Here is my workout structure (pull up example):

1x5 BW + 12.5

1x5 BW + 25

5x5 BW + 35

I had a question on frequency. I'm training 5x5 on my heaviest weight, but the other two weights are pretty high up there. If you think in terms of added body weight:

12.5 + (145) = 157.5

25 + (145) = 170

35 + (145) = 180

This is way different than the actual 5x5 weightlifting program, in which if you could bench 200 it would go something like:

1x5 75

1x5 150

5x5 200

in which the max weight is no where close to the "warmup" weights.

It's almost as if I feel as though I am cheating the 5x5 program because 157.5 is almost 170 which is almost 180, so in essence I'm really doing 7 sets of my 5 rep max.
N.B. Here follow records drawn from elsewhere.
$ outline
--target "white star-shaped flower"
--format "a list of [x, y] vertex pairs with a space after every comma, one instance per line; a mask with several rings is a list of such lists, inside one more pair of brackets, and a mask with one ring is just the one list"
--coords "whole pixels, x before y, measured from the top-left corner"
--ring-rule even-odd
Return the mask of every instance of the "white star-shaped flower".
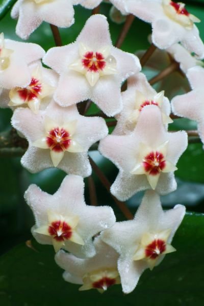
[[56, 254], [55, 260], [65, 270], [63, 274], [65, 280], [83, 285], [79, 290], [95, 289], [103, 293], [111, 286], [120, 284], [117, 267], [118, 254], [99, 237], [95, 238], [93, 244], [96, 253], [92, 258], [76, 258], [62, 250]]
[[0, 88], [27, 86], [31, 80], [28, 65], [44, 53], [36, 44], [4, 39], [3, 33], [0, 34]]
[[171, 101], [172, 110], [175, 115], [197, 122], [198, 134], [204, 143], [204, 68], [191, 68], [187, 76], [192, 90], [175, 97]]
[[170, 243], [185, 213], [182, 205], [164, 212], [159, 196], [148, 191], [134, 220], [116, 222], [101, 234], [102, 240], [120, 254], [118, 269], [123, 292], [131, 292], [145, 269], [152, 270], [165, 254], [176, 250]]
[[44, 62], [60, 74], [54, 98], [60, 106], [90, 99], [108, 116], [122, 109], [122, 82], [141, 69], [136, 56], [113, 46], [100, 15], [88, 19], [74, 43], [50, 49]]
[[197, 57], [204, 58], [204, 44], [193, 22], [200, 20], [190, 14], [185, 5], [171, 0], [128, 0], [128, 10], [151, 23], [153, 43], [166, 49], [176, 42]]
[[29, 65], [29, 69], [32, 79], [29, 85], [11, 90], [4, 89], [0, 95], [0, 107], [28, 107], [37, 114], [40, 108], [43, 109], [47, 106], [56, 87], [58, 75], [53, 70], [42, 67], [39, 61]]
[[108, 206], [88, 206], [84, 196], [84, 183], [81, 176], [67, 175], [53, 195], [31, 185], [25, 199], [32, 210], [35, 225], [32, 232], [39, 243], [53, 244], [79, 257], [95, 254], [92, 237], [115, 222]]
[[60, 28], [68, 28], [74, 22], [73, 5], [80, 0], [18, 0], [11, 11], [11, 17], [18, 19], [16, 32], [28, 39], [43, 21]]
[[132, 133], [108, 135], [100, 142], [101, 154], [119, 169], [111, 193], [124, 200], [140, 190], [151, 188], [161, 194], [175, 190], [173, 172], [187, 144], [185, 132], [166, 132], [157, 106], [143, 108]]
[[90, 175], [88, 150], [108, 134], [101, 118], [81, 116], [75, 106], [61, 108], [54, 101], [37, 115], [18, 108], [12, 124], [29, 141], [21, 163], [32, 173], [54, 166], [66, 173]]
[[171, 123], [171, 108], [164, 92], [157, 93], [143, 73], [131, 76], [128, 81], [128, 90], [122, 93], [123, 108], [116, 116], [117, 120], [113, 135], [130, 133], [135, 128], [142, 109], [147, 105], [156, 105], [161, 110], [164, 124]]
This could or may not be a bad thing, since I might need more volume (3x5 seems way too light), but I'm just questioning the authenticity and already proven results of such a program, with 2 light warmups and heavy 5x5s.

Please also note that I stall (rep-pause) on the last few reps of the last few sets, so I know this is indeed my max weight.

I am still looking into static training as well. I have been screwing around on the rings but haven't put forth any serious effort yet, in fear of killing my gains and strength on the 5x5 exercises. I'm also worried that if I stop my 5x5 weighted bodyweight program I will not build as much mass (although I haven't seen any results yet after a week and a half anyway).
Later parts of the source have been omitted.